A MySQL replication topology can be very complex (never underestimate a DBA’s creativity). But it’s very frequent to use an asynchronous slave from your primary database to run reporting or logical backup… or any kind of read workload you need. It can also be used as delay slave for data restore purpose.

Once you decided to provide HA to your primary database by migrating to MySQL InnoDB Cluster, you can of course still need and use one or more asynchronous slaves.

You have then an architecture that looks like this :

So as you can notice, your asynchronous slave needs to pick one of the members of the cluster as master. However when this node that act as master crashes (or is stopped for maintenance) what’s happening ?

In fact, replication will break and a human intervention (or a script) will have to change the master on the slave and restart replication to keep the changes again:

As InnoDB Cluster is using GTIDs, this operation is easy, but it would be even better if this change could be done automatically more quickly and without human intervention.

Thanks to the router this is possible ! The plan is to run MySQL Router on the slave itself and connect the replication locally.

This is how it looks like :


The process is then fully automated and no human intervention is required. So the router is very useful to connect applications to the cluster but not only.
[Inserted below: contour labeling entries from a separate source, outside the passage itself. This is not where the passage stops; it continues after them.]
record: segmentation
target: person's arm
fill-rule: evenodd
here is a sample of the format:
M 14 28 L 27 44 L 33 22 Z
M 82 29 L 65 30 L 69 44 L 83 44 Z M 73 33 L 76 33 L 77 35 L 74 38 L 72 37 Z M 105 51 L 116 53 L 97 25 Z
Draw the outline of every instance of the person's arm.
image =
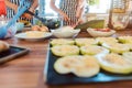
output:
M 85 7 L 85 0 L 78 0 L 76 18 L 79 19 L 82 15 L 84 7 Z
M 59 13 L 65 21 L 69 21 L 68 15 L 67 15 L 66 13 L 64 13 L 61 9 L 58 9 L 58 8 L 55 6 L 55 1 L 56 1 L 56 0 L 51 0 L 51 2 L 50 2 L 51 8 L 52 8 L 54 11 L 56 11 L 57 13 Z
M 38 6 L 38 0 L 33 0 L 33 4 L 31 6 L 31 8 L 29 9 L 31 12 L 34 12 L 35 9 L 37 8 Z
M 7 6 L 8 8 L 14 10 L 14 12 L 18 11 L 18 6 L 16 6 L 16 4 L 10 2 L 9 0 L 4 0 L 4 1 L 6 1 L 6 6 Z
M 29 11 L 31 11 L 31 12 L 35 12 L 35 9 L 37 8 L 37 6 L 38 6 L 38 0 L 33 0 L 33 3 L 32 3 L 32 6 L 30 7 L 30 9 L 29 9 Z M 29 13 L 24 13 L 23 15 L 22 15 L 22 18 L 26 18 L 26 19 L 29 19 L 29 20 L 31 20 L 33 16 L 31 15 L 31 14 L 29 14 Z

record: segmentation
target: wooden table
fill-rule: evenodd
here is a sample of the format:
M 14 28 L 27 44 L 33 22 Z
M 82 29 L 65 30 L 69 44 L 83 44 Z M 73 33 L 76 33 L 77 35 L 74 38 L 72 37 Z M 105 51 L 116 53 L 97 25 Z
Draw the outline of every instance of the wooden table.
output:
M 118 35 L 132 35 L 132 30 L 119 31 Z M 87 37 L 81 32 L 78 37 Z M 28 55 L 18 57 L 0 65 L 0 88 L 132 88 L 132 81 L 116 81 L 106 84 L 86 84 L 67 86 L 47 86 L 43 78 L 43 69 L 46 59 L 48 40 L 42 42 L 6 40 L 8 43 L 29 47 Z

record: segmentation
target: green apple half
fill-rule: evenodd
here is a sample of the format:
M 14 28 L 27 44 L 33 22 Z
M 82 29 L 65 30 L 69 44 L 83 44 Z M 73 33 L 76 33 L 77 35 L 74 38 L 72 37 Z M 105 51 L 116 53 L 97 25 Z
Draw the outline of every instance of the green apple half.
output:
M 73 73 L 78 77 L 91 77 L 99 73 L 100 66 L 94 56 L 65 56 L 58 58 L 54 64 L 58 74 Z
M 56 56 L 78 55 L 79 47 L 76 45 L 55 45 L 52 48 L 52 53 Z

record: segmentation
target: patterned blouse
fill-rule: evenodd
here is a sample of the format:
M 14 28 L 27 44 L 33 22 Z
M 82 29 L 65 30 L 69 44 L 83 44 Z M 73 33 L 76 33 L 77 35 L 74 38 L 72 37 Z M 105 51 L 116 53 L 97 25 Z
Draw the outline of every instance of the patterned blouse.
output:
M 77 10 L 78 0 L 61 0 L 59 8 L 64 11 L 70 19 L 70 22 L 63 22 L 64 25 L 72 25 L 76 23 L 76 10 Z
M 12 3 L 15 3 L 15 4 L 20 4 L 20 0 L 10 0 Z M 13 18 L 13 15 L 15 14 L 15 12 L 12 10 L 12 9 L 10 9 L 10 8 L 7 8 L 7 19 L 12 19 Z M 28 20 L 28 19 L 25 19 L 25 18 L 20 18 L 20 20 L 26 20 L 26 21 L 30 21 L 30 22 L 32 22 L 32 20 Z

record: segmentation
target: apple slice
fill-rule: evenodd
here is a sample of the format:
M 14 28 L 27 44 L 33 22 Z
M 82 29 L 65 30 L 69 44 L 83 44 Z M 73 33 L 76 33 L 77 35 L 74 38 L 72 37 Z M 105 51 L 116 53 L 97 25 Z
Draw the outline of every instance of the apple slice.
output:
M 52 53 L 56 56 L 78 55 L 79 47 L 76 45 L 56 45 L 53 46 Z

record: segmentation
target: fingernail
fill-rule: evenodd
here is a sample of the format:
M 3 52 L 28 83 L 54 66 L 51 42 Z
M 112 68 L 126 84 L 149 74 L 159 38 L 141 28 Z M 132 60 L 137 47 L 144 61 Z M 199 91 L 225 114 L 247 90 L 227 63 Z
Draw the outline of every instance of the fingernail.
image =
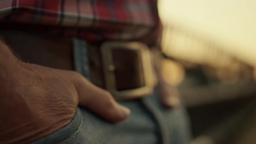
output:
M 119 104 L 118 105 L 119 110 L 124 116 L 128 116 L 131 114 L 131 110 L 129 108 Z

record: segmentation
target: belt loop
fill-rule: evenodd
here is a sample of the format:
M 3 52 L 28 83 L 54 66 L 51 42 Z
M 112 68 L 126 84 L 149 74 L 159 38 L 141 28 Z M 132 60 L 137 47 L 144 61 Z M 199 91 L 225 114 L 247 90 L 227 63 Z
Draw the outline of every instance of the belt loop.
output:
M 90 80 L 89 63 L 87 45 L 82 39 L 73 39 L 75 69 L 88 80 Z

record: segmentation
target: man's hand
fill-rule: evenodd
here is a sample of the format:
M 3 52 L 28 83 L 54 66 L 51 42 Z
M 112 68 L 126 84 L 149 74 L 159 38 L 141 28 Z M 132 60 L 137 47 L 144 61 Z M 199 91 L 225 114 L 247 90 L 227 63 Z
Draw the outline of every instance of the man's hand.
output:
M 111 122 L 130 113 L 80 74 L 25 63 L 0 42 L 0 143 L 26 143 L 68 124 L 78 105 Z

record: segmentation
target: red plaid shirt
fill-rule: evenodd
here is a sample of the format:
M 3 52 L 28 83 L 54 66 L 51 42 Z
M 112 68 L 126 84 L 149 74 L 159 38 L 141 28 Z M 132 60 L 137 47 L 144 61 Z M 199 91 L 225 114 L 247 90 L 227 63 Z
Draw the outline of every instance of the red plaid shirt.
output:
M 1 0 L 0 20 L 89 41 L 153 44 L 161 29 L 157 0 Z

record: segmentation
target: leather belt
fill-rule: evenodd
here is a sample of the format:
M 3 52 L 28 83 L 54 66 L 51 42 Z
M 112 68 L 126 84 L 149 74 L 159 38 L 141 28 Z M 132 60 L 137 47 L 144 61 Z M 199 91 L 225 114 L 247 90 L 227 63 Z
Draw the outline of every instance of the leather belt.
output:
M 53 68 L 74 70 L 72 39 L 20 29 L 0 35 L 22 59 Z M 88 46 L 91 82 L 117 99 L 151 94 L 155 83 L 148 46 L 136 42 L 105 42 Z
Of course multiple slaves can use the same router or have their own router to replicate from the InnoDB Cluster.

11 thoughts on “Reduce human interaction when using an asynchronous slave to a MySQL InnoDB Cluster

  1. Hi,
    Thanks for the nice pictorial information.
    The concept of asynchronous slave to a cluster via local router is working good only when the node was down.
    if the node is removed from the cluster, the asynchronous node is still pointing to the removed node and the changes that are made in the removed node is being replicated to the asynchronous node.
    can you suggest if there is anyway to get this issue resolved ?

  2. Hi lefred ,

    Have you tried two InnoDB Cluster with Master – Master Classic Replication in between using MySQL Router?
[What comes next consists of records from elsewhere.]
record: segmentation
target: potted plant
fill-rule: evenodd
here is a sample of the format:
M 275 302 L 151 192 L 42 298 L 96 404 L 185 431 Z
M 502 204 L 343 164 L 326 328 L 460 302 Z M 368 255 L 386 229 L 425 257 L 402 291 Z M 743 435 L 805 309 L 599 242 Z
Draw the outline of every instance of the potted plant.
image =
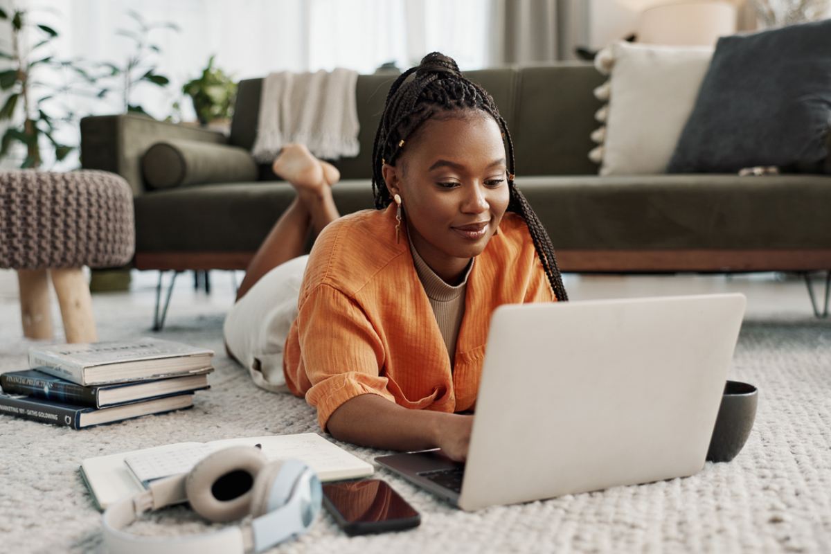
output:
M 75 147 L 63 144 L 57 131 L 62 125 L 71 124 L 75 115 L 60 104 L 67 95 L 95 93 L 79 89 L 74 83 L 47 84 L 35 76 L 42 68 L 52 67 L 71 70 L 91 84 L 95 78 L 83 69 L 82 61 L 60 61 L 51 54 L 50 47 L 57 32 L 47 25 L 31 22 L 27 10 L 14 9 L 9 14 L 0 9 L 0 25 L 11 27 L 7 35 L 11 44 L 0 50 L 0 60 L 7 61 L 10 66 L 0 70 L 0 121 L 9 122 L 0 141 L 0 158 L 8 154 L 14 143 L 19 143 L 26 149 L 22 168 L 41 167 L 43 149 L 51 148 L 54 159 L 61 161 Z M 23 38 L 27 29 L 39 35 L 31 47 Z M 10 47 L 11 51 L 6 51 L 5 47 Z M 56 115 L 55 110 L 62 113 Z
M 237 84 L 224 71 L 214 66 L 214 57 L 208 59 L 208 66 L 202 70 L 201 76 L 182 87 L 182 92 L 190 96 L 202 126 L 227 120 L 234 113 Z
M 116 34 L 133 41 L 133 52 L 127 56 L 122 65 L 112 62 L 101 64 L 108 72 L 106 77 L 116 81 L 114 89 L 121 90 L 121 103 L 125 113 L 142 114 L 149 115 L 145 109 L 132 100 L 135 87 L 142 83 L 149 83 L 160 88 L 165 88 L 170 80 L 156 72 L 154 56 L 161 54 L 161 48 L 153 44 L 149 37 L 156 29 L 166 29 L 179 32 L 179 28 L 175 23 L 158 22 L 150 23 L 135 11 L 128 10 L 127 15 L 134 22 L 134 29 L 117 29 Z M 102 91 L 102 94 L 106 91 Z

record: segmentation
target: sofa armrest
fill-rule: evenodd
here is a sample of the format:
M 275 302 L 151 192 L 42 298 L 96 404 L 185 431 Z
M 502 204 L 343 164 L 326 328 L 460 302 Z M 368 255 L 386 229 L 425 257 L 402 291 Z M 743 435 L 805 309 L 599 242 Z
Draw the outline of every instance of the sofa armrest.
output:
M 150 145 L 165 139 L 225 144 L 222 133 L 157 121 L 143 115 L 92 115 L 81 120 L 81 165 L 118 174 L 130 183 L 133 195 L 146 189 L 141 176 L 141 156 Z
    Note: Let us assume the Application Layer will handle conflict resolution

  3. hello sir
    my question is what if the whole cluster goes down? is the slave node connected to the cluster become the master?if not, my scenario i want to reach is switching to a remote master node in case the cluster went down
    than you in advance

    1. Hi Ragheed,
      In this scenario, it does not. But it’s possible, you will have to configure the primary node to be asynchronous slave of the new promoted Asynchronous Master (previous slave). As soon as one Group Member (cluster node) becomes an asynchronous slave, the full cluster becomes a slave.

  4. Hi lefred
    thank you for you reply.
    so if i got it right, once i configure the Master node in the cluster as async slave, the whole cluster become slave to the remote Master.
    my scenario is to do a primary(cluster) and DR (single node) sites. so whenever the primary site goes down the DR node becomes the master until the Primary site get fixed.
    thank you in advance

    1. Hi Ragheed,

      You need to take care of the routing by yourself currently, the MySQL Router won’t take that slave in consideration.
      Also once the async slave is promoted as async master, you need to take care that nobody will write on the cluster if it shows up. When cluster is back, you need to configure the Primary node to be slave of the async-master and only when it catch up you can switch back roles.